About 500 distinct species of humming-birds are known.
Humming-birds surpass all others in the wondrous beauty of their plumage, which depends not so much on colour as metallic lustre reflecting all the hues of the most precious stones—amethyst, ruby, sapphire, emerald, and topaz gleaming and sparkling from their bodies with a fire and intensity truly marvellous. "In some cases," as Professor Newton aptly describes it, "this radiance beams from the brow, in some it glows from the throat, in others it shines from the tail-coverts, in others it sparkles from the tips of elongated feathers that crest the head or surround the neck as with a frill, while again in others it may appear as a luminous streak across the cheek.... The feathers that cover the upper parts of the body very frequently have a metallic lustre of golden green, which in other birds would be thought sufficiently beautiful, but in the [humming-birds] its sheen is overspread by the almost dazzling splendour that radiates from the spots where Nature's lapidary has set her jewels."
Besides this brilliancy of colour and variety in form—variety due to the development of these crests and frills, or to the forking and elongation of the tail-feathers—still further changes are brought about by the modification of the bill, which may be produced into a long straight style, longer than the body of the bird, or turned up like that of the avocet or down like that of the curlew. These changes are adaptations to the bird's methods of feeding, some seeking their food from the long tubular corollas of flowers, and requiring, therefore, very elongated beaks, others from more open and easily accessible flowers, whilst others hunt among leaves, especially the under-surfaces, the quarry consisting mainly of insects attracted by the honey secreted by the flowers, or those living on the leaves. Not only the beak but the tongue also has undergone great modification in this group, its outer sheath curling up on each side into a thin scroll, so as to form a pair of tubes, the exact use of which is unknown. The wings, like those of the swift, have undergone a certain amount of change in the relative proportion of the several regions, and in the form and number of the quill-feathers, whilst the legs have become considerably reduced in size. In some species each leg is surrounded by a little tuft of down, which may be black, brown, or snow-white in colour. In size these birds vary from 8 inches to scarcely more than 3 inches.
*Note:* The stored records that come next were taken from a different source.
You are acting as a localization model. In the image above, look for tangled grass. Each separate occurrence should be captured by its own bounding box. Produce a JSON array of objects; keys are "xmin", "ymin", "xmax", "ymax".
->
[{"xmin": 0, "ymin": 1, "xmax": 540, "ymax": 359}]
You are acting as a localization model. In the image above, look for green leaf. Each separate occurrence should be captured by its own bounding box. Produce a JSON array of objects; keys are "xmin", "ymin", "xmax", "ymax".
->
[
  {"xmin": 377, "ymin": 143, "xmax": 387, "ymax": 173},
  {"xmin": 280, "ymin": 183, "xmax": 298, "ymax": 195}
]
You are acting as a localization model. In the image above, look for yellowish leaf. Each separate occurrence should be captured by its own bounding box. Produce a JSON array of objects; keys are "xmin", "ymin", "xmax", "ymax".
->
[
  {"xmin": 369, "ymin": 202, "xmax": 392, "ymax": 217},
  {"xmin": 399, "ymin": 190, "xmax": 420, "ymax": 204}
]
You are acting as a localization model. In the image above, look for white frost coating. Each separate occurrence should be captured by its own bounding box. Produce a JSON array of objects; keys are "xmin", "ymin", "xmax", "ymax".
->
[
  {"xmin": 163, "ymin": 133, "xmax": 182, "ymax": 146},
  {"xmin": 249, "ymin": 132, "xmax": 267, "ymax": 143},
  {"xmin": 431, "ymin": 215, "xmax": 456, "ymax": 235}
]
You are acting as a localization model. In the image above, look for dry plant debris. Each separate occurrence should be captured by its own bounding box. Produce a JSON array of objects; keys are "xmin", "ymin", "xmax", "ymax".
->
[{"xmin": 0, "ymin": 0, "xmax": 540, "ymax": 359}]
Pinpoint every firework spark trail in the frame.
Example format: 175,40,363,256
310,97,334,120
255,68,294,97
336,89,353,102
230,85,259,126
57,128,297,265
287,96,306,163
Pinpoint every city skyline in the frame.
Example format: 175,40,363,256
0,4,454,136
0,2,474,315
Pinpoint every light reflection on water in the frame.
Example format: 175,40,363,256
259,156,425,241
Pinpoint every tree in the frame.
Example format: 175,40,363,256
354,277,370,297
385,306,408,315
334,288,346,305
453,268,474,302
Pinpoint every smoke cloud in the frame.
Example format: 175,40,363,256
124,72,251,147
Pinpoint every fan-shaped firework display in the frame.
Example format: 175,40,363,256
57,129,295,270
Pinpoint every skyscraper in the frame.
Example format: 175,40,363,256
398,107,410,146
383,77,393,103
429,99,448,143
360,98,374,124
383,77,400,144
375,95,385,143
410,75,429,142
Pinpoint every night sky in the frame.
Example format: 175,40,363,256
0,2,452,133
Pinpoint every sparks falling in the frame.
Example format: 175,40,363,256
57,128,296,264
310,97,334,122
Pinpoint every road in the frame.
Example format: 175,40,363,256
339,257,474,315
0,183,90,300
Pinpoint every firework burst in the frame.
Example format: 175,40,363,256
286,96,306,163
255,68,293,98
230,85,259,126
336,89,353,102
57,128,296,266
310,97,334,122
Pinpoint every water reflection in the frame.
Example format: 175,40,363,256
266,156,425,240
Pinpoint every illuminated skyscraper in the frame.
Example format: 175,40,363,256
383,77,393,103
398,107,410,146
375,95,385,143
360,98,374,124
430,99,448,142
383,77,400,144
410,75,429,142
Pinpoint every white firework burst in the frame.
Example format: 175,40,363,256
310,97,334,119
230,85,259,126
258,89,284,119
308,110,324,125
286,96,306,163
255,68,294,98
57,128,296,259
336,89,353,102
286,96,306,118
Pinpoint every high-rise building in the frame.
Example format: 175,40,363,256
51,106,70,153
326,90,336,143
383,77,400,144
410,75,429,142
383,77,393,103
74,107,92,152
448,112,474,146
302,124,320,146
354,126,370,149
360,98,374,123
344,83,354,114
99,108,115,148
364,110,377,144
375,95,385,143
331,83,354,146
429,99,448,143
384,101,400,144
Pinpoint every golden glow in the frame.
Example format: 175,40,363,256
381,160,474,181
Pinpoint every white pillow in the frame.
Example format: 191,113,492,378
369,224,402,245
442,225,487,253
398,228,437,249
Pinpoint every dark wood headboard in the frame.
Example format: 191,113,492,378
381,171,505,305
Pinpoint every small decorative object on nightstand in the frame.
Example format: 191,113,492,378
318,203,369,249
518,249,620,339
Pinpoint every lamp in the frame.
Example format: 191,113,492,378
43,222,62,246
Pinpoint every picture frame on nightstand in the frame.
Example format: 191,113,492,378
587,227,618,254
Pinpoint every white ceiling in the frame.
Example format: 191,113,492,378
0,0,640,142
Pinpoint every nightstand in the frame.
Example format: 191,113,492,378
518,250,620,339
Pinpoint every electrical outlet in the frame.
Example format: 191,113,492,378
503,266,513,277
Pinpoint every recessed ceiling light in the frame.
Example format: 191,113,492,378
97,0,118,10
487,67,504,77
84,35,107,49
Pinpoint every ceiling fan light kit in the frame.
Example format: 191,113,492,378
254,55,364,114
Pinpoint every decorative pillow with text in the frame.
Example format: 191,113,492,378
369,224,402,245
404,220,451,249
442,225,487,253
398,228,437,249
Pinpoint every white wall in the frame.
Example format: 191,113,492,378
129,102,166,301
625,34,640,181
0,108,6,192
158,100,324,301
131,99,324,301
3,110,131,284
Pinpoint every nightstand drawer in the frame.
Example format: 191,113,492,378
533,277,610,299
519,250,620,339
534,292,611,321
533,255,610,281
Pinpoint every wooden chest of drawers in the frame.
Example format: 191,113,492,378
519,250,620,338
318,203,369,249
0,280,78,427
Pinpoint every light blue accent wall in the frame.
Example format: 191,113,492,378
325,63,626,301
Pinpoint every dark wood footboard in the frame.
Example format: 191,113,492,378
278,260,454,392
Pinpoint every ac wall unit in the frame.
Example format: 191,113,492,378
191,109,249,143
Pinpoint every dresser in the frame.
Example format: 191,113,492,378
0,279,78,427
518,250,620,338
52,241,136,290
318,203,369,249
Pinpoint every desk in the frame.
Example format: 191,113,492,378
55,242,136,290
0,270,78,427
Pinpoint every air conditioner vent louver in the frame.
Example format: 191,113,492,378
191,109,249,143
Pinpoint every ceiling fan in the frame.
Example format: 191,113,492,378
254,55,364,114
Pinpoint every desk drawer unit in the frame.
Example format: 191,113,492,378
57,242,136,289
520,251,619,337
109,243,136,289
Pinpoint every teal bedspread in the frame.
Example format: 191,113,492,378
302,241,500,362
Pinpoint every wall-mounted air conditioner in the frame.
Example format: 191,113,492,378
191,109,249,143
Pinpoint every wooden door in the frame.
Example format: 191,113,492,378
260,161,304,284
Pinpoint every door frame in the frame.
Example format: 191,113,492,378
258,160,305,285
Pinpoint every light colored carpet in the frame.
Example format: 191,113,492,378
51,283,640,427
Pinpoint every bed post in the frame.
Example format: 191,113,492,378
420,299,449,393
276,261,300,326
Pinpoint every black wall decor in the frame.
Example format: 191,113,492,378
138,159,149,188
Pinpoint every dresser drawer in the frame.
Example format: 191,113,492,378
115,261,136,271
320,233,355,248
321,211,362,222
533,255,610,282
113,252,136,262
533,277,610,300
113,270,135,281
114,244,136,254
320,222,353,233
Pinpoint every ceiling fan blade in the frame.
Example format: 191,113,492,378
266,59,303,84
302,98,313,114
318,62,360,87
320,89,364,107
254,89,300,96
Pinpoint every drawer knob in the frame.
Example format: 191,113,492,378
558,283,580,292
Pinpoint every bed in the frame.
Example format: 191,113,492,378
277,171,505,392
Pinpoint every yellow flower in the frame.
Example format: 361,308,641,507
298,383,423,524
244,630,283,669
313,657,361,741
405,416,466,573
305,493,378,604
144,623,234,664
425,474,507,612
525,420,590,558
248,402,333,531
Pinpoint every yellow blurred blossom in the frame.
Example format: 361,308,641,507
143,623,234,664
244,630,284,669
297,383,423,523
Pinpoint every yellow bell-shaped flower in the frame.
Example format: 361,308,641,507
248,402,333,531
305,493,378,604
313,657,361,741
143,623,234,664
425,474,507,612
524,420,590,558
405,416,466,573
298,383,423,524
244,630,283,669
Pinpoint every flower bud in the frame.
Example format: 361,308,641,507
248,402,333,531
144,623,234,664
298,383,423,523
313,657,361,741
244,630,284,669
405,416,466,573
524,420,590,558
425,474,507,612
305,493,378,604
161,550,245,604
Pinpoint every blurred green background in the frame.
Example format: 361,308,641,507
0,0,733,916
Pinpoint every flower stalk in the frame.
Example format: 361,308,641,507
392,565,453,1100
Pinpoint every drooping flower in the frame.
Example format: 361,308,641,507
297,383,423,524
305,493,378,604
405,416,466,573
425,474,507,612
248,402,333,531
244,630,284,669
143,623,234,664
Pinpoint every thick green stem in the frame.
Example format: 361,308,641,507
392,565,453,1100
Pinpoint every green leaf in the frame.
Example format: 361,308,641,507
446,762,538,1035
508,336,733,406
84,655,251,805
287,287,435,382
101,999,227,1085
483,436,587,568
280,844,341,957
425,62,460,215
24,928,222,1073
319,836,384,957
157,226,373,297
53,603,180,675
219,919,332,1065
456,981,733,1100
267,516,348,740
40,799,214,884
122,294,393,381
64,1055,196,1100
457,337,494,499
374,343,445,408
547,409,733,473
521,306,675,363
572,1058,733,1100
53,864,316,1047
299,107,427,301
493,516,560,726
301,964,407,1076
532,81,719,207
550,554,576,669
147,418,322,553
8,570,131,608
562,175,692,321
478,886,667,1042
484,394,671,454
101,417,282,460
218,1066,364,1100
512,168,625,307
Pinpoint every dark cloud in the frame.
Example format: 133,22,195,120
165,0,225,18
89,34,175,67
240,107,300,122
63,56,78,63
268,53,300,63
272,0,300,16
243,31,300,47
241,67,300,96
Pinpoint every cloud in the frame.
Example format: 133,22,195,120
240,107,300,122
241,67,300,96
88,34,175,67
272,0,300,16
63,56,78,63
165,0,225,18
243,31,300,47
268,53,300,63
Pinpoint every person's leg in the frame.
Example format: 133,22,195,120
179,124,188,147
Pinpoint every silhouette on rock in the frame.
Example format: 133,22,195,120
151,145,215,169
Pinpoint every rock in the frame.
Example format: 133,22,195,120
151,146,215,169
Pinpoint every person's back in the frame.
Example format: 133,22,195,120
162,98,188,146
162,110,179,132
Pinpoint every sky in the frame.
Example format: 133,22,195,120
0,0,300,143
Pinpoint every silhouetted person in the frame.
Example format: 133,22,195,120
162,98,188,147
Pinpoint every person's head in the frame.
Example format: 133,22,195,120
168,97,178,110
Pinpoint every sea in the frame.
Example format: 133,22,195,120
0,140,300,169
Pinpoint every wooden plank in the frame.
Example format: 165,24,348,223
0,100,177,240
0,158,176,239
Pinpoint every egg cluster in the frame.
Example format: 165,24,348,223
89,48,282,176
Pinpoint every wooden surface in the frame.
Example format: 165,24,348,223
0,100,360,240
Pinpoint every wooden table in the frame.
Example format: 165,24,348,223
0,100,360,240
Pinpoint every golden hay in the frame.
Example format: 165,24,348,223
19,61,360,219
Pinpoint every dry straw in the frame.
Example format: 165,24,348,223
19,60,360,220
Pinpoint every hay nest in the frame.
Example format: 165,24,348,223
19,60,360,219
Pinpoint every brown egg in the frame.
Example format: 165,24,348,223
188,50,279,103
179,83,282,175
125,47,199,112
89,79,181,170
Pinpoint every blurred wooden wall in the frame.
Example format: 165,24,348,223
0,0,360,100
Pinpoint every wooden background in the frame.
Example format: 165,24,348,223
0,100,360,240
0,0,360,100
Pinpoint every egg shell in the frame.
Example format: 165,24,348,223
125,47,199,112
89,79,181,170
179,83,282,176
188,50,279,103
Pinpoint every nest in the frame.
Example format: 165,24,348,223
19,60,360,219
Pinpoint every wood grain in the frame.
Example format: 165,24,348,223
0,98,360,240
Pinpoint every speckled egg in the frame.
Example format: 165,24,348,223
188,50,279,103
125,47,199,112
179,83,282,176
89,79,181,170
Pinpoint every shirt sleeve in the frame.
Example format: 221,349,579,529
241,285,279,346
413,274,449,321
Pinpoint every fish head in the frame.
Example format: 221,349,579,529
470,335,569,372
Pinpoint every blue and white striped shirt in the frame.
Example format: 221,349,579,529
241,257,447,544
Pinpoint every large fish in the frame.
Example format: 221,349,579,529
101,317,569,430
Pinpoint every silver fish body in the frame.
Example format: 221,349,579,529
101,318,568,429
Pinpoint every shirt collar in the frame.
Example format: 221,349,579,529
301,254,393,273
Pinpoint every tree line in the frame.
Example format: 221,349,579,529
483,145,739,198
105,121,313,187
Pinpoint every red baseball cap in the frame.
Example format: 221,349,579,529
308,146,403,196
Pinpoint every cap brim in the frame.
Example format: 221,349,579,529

"The beautiful nests of humming-birds," writes Professor Newton, "than which the fairies could not have conceived more delicate ... will be found on examination to be very solidly and tenaciously built, though the materials are generally of the slightest—cotton-wool, or some vegetable down, and spiders' webs. They vary greatly in form and ornamentation—for it would seem that the portions of lichen which frequently bestud them are affixed to their exterior with that object, though probably concealment was the original intention. They are mostly cup-shaped; and the singular fact is on record, that in one instance, as the young grew, the walls were heightened by the parents, until at last the nest was more than twice as big as when the eggs were laid and hatched."
CHAPTER XI.
PARROTS, CUCKOOS, AND PLANTAIN-EATERS.
Parrots.
"The art of taming wild animals," writes Mr. Jenks in his "History of Politics," "and making them serve the purposes of man, is one of the greatest discoveries of the world." He holds—and there can be little question as to its reasonableness—"that the domestication of animals converted the savage pack into the patriarchal tribe," and that the earliest domesticated animals were pets. How great a share, then, Parrots may have had in this civilisation and advancement no man can tell, for it is impossible to say how long these beautiful birds may have been esteemed as pets, or how early they were introduced to the notice of the civilised peoples of past generations. Certain it is, however, that for more than 2,000 years they have been held in the highest esteem.
Modern discovery has added enormously to the list of known parrots, so that to-day more than 500 different species have been described, and these may be divided into Nestors, Lories, Cockatoos, Cockateels, Macaws, and Kakapos.